# ✅ LLM Job Classification System - FAISS Version (Offline)

In [None]:
import pandas as pd
import numpy as np
import os
import faiss
from sentence_transformers import SentenceTransformer
from ctransformers import AutoModelForCausalLM

## Step 1: Load Models from Local Disk

In [None]:
# Load pre-downloaded Sentence Transformer model
embedder = SentenceTransformer('D:/NLP/all-MiniLM-L6-v2/')

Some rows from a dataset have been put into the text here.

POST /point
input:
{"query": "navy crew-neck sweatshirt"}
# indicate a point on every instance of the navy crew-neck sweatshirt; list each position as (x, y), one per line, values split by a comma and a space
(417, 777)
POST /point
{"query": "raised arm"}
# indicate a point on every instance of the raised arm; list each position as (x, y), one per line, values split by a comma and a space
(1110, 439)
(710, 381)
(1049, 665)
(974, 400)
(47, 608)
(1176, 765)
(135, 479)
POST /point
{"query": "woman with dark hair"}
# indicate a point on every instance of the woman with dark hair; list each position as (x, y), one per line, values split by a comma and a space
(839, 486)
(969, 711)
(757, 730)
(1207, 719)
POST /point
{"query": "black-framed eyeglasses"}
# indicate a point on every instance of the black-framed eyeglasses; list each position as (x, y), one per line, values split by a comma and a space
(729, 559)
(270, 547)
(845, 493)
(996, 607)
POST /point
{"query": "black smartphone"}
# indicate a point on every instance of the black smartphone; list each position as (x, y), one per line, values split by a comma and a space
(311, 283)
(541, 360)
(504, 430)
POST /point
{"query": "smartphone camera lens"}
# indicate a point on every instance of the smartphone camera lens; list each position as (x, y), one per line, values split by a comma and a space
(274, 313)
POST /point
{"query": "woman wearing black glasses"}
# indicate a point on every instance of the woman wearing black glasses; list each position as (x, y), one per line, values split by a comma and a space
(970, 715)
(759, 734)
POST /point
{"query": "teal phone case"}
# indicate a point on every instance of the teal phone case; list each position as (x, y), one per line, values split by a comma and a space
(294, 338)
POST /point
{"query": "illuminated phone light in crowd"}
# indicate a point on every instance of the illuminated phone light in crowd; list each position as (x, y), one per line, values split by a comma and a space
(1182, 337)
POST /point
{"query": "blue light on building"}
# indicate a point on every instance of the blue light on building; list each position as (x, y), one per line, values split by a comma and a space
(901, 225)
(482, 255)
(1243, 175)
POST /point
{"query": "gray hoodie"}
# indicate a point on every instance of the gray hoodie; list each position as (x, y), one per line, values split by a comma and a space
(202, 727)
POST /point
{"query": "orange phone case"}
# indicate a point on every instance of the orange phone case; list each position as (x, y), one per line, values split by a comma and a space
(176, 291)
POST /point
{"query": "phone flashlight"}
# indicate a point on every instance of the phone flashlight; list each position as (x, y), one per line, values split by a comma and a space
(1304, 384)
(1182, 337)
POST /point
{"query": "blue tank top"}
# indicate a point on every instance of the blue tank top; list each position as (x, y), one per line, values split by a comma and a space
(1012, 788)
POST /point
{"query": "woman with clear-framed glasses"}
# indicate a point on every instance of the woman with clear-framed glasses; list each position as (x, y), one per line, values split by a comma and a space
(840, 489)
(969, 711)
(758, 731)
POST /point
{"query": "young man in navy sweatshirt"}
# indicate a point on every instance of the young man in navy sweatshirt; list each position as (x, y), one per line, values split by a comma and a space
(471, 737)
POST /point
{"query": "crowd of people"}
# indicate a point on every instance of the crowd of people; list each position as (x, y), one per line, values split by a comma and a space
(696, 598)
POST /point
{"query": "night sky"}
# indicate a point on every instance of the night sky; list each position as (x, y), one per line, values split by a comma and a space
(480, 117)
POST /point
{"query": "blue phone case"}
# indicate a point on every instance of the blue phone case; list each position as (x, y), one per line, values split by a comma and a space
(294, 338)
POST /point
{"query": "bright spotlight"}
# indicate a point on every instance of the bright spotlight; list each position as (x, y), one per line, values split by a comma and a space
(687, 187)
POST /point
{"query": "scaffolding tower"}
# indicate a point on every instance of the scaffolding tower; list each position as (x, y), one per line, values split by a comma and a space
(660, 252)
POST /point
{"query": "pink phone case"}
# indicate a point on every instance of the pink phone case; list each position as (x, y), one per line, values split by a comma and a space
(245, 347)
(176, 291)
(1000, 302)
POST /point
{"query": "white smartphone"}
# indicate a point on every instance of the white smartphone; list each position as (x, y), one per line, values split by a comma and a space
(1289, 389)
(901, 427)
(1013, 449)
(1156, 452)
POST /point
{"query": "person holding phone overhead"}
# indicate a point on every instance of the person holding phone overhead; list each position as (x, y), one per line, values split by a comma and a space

# Load pre-downloaded Mistral-7B-Instruct LLM
llm = AutoModelForCausalLM.from_pretrained(
    model_path="./", 
    model_file="D:/NLP/LLM/mistral-7b-instruct-v0.2.Q4_K_M.gguf",
    model_type="mistral",
    gpu_layers=0  # Use CPU fully
)

print("✅ Models loaded successfully.")

## Step 2: Prepare SOC Codes and Data Labels

In [None]:
# Define synthetic SOC data
soc_data = [
    {"soc_code": "2111", "title": "Biological Scientists", "description": "Research and analysis of biological data and processes."},
    {"soc_code": "2122", "title": "Mechanical Engineers", "description": "Design and development of mechanical systems."},
    {"soc_code": "2425", "title": "Data Analysts", "description": "Data analysis, pattern recognition, and reporting."},
    {"soc_code": "4112", "title": "Data Entry Clerks", "description": "Inputting, updating and managing data records."},
    {"soc_code": "3421", "title": "Data Scientists", "description": "Advanced data modeling, machine learning, and AI research."},
]

# Define synthetic Data Labels
data_labels = [
    {"label": "Data Entry", "description": "Typing, inputting, and administrative handling of data."},
    {"label": "Database Management", "description": "Managing SQL servers, database optimization, data warehousing."},
    {"label": "Data Analytics", "description": "Analyzing datasets, pattern finding, report generation."},
    {"label": "Data Science", "description": "Predictive modeling, machine learning, and AI development."}
]

print("✅ SOC and Label metadata prepared.")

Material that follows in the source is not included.